This is the joint website of  Women Against Rape and Black Women's Rape Action Project. Both organisations are based on self-help and provide support, legal information and advocacy. We campaign for justice and protection for all women and girls, including asylum seekers, who have suffered sexual, domestic and/or racist violence.

WAR was founded in 1976. It has won changes in the law, such as making rape in marriage a crime, set legal precedents and achieved compensation for many women. BWRAP was founded in 1991. It focuses on getting justice for women of colour, bringing out the particular discrimination they face. It has prevented the deportation of many rape survivors. Both organisations are multiracial.

 

 

 

Victory against homophobic deportation!

Ruth Mubiru, a lesbian woman who feared persecution if she was returned to her home country of Uganda, was today given full refugee status at her appeal hearing.

Ms Mubiru called from Yarl’s Wood Removal Centre, where she had been detained for the last few weeks, as soon as she was told by the judge of his decision. She was delighted and relieved and looking forward to being released.

The entrenched homophobia of the Ugandan government and its authorities is widely known, and has for some time been the subject of international protests and condemnation. Since the Supreme Court ruled that lgbtq people could not be told they could safely be removed if they kept their sexuality quiet, the Home Office instead disbelieves almost anyone who makes a claim on this basis. Ms Mubiru was put in the Detained Fast Track as soon as she made a fresh asylum claim, and put in Yarl’s Wood Immigration and Removal Centre.

Highly unusually, the judge at Ms Mubiru’s appeal told her that she would be given full refugee status. Normally judgement is reserved and issued several weeks later. Ms Mubiru’s evidence corroborating her fear of persecution was clearly very compelling. It is even more extraordinary that this happened in the Detained Fast Track, where women are frequently denied the opportunity to gather evidence, or even legal representation, and thus only 1% of appeals succeed.
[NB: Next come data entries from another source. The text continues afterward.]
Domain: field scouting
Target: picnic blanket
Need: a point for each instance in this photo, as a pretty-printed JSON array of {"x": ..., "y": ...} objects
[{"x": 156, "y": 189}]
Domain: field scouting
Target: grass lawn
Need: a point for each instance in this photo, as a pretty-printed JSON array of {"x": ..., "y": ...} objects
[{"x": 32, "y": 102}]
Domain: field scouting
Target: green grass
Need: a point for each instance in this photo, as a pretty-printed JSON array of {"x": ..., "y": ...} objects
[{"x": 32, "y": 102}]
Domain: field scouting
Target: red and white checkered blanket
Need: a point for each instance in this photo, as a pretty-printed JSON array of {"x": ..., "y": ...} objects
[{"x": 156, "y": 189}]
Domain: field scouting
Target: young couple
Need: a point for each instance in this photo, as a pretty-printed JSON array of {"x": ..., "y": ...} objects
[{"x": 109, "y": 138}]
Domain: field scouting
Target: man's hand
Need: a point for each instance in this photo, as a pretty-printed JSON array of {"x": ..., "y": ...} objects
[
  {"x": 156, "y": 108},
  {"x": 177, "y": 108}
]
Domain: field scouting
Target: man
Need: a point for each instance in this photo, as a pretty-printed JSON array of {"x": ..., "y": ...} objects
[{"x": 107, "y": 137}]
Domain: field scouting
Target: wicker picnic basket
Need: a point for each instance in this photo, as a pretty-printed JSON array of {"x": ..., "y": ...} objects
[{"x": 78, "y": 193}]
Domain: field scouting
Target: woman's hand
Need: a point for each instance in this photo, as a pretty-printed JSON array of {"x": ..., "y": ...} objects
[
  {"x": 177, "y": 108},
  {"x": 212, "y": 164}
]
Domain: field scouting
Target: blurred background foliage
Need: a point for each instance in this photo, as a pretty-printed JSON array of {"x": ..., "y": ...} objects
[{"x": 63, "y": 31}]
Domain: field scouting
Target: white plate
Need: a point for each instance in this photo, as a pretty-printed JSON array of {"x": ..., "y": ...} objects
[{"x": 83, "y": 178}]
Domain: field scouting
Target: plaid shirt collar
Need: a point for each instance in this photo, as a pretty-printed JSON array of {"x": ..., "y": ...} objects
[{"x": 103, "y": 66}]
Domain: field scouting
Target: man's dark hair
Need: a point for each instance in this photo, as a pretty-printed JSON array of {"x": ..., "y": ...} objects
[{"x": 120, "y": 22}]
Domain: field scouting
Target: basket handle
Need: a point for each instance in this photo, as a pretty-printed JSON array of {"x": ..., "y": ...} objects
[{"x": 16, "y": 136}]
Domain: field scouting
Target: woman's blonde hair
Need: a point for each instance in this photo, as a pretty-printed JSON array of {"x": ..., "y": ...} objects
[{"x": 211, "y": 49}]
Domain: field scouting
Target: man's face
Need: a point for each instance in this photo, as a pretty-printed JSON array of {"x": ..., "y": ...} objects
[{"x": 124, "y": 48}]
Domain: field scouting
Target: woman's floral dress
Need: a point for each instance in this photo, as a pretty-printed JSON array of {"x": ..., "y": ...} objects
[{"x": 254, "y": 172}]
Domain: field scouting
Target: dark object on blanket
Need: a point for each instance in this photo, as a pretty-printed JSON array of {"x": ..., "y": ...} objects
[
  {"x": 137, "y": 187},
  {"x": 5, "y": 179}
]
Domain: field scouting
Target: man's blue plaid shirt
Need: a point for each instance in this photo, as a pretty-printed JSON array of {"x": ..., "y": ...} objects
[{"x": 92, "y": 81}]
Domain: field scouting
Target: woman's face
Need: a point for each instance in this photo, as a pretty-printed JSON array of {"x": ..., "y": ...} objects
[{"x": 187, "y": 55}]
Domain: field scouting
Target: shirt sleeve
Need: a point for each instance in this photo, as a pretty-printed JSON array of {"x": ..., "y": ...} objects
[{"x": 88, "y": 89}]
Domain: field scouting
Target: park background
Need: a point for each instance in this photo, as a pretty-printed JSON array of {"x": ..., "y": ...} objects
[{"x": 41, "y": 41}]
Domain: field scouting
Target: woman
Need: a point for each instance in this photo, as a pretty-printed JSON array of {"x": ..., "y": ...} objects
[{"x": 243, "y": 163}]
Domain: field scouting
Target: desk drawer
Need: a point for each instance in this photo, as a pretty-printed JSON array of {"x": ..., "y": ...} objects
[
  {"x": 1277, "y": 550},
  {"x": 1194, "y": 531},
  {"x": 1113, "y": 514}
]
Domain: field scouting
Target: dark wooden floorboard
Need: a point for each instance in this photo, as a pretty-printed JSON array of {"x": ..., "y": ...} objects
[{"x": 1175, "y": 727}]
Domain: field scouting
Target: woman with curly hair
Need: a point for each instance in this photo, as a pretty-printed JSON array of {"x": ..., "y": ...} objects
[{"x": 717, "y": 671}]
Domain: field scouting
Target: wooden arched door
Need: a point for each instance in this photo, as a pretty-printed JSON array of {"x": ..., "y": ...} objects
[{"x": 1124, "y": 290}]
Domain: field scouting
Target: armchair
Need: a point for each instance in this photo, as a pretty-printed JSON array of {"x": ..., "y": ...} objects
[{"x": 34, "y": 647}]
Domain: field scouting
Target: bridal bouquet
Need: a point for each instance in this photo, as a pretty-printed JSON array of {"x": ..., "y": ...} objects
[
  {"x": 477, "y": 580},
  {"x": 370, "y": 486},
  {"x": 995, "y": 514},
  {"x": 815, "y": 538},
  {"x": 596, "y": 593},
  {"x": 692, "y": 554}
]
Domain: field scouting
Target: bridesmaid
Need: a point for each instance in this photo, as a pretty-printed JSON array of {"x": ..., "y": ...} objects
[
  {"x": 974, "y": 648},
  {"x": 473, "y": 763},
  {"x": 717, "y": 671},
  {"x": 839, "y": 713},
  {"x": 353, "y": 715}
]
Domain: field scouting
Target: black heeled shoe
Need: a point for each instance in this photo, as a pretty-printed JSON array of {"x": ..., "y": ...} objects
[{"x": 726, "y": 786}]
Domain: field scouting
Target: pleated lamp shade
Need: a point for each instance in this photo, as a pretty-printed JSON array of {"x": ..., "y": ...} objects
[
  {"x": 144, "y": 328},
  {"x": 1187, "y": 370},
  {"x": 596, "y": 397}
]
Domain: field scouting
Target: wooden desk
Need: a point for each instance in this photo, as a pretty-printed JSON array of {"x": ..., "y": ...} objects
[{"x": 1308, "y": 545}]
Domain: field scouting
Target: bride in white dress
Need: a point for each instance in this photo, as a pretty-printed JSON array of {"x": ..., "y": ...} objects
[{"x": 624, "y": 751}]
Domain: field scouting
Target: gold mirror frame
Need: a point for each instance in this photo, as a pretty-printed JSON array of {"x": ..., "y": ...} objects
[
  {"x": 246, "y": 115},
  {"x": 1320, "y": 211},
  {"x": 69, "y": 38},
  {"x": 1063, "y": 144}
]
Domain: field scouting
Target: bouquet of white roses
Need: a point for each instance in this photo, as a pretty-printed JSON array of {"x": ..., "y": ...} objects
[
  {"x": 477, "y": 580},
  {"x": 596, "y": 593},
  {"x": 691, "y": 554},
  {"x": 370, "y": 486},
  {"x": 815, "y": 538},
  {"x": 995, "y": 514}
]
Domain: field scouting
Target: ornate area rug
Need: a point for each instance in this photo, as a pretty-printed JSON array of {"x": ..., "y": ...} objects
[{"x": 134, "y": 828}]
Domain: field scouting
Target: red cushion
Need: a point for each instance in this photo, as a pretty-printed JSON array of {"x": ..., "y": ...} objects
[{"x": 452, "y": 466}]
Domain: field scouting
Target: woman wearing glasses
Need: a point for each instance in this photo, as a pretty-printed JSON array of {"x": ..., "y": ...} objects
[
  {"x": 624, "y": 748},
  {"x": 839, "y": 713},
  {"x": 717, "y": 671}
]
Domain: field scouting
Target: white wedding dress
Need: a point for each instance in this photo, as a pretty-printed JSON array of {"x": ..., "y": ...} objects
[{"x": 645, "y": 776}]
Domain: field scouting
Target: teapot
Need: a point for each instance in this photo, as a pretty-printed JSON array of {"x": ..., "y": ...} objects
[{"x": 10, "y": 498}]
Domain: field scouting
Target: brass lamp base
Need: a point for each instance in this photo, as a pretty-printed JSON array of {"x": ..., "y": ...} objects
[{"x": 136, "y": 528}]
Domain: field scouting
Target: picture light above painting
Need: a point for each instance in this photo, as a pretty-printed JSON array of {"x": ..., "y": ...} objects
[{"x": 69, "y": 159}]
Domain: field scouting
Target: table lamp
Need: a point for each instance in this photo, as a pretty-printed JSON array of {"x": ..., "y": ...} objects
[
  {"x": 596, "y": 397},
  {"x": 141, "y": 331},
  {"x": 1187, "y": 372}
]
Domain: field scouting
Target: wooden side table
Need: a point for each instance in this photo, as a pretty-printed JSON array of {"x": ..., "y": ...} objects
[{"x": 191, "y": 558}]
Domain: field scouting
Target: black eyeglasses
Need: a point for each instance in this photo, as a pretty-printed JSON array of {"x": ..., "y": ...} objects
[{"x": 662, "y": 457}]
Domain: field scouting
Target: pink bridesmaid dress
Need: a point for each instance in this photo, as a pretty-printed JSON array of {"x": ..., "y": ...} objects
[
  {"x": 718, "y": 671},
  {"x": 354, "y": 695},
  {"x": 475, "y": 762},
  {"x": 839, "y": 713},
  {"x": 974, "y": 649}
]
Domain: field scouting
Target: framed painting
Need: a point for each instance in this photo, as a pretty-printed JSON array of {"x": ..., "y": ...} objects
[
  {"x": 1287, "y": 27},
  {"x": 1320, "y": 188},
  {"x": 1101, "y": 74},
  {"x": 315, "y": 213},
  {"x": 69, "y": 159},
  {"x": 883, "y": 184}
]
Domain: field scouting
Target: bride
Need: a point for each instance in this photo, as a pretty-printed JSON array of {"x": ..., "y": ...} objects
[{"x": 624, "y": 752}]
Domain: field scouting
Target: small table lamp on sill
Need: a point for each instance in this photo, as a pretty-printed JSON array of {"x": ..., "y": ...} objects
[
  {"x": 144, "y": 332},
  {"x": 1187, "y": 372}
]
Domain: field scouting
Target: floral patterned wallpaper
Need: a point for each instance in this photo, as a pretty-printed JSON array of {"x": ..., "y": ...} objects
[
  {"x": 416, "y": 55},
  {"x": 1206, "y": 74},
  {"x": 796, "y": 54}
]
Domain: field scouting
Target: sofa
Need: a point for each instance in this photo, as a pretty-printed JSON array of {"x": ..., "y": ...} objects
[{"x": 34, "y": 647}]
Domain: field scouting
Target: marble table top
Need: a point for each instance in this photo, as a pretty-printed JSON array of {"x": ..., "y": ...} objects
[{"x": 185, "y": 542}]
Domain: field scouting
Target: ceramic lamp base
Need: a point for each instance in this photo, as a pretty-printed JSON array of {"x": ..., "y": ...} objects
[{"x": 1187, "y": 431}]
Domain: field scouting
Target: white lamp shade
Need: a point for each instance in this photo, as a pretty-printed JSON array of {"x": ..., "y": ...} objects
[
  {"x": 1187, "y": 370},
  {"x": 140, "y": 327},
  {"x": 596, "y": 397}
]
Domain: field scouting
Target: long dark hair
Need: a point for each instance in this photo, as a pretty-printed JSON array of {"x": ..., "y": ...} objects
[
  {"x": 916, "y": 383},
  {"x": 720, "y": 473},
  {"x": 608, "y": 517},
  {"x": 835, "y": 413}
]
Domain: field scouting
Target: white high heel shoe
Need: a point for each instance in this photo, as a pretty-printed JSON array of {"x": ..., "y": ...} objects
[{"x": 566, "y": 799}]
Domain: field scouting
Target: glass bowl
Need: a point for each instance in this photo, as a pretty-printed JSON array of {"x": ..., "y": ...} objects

Like other women with whom we are working, Ms Mubiru had a number of supporters at her appeal. As legal aid cuts increasingly prevent women getting access to representation and justice, this has become a crucial self-help tool: judges are confronted with the fact that victims are cared for, valued and believed by others in the community, in contrast to the heartless determined disbelief of the Home Office.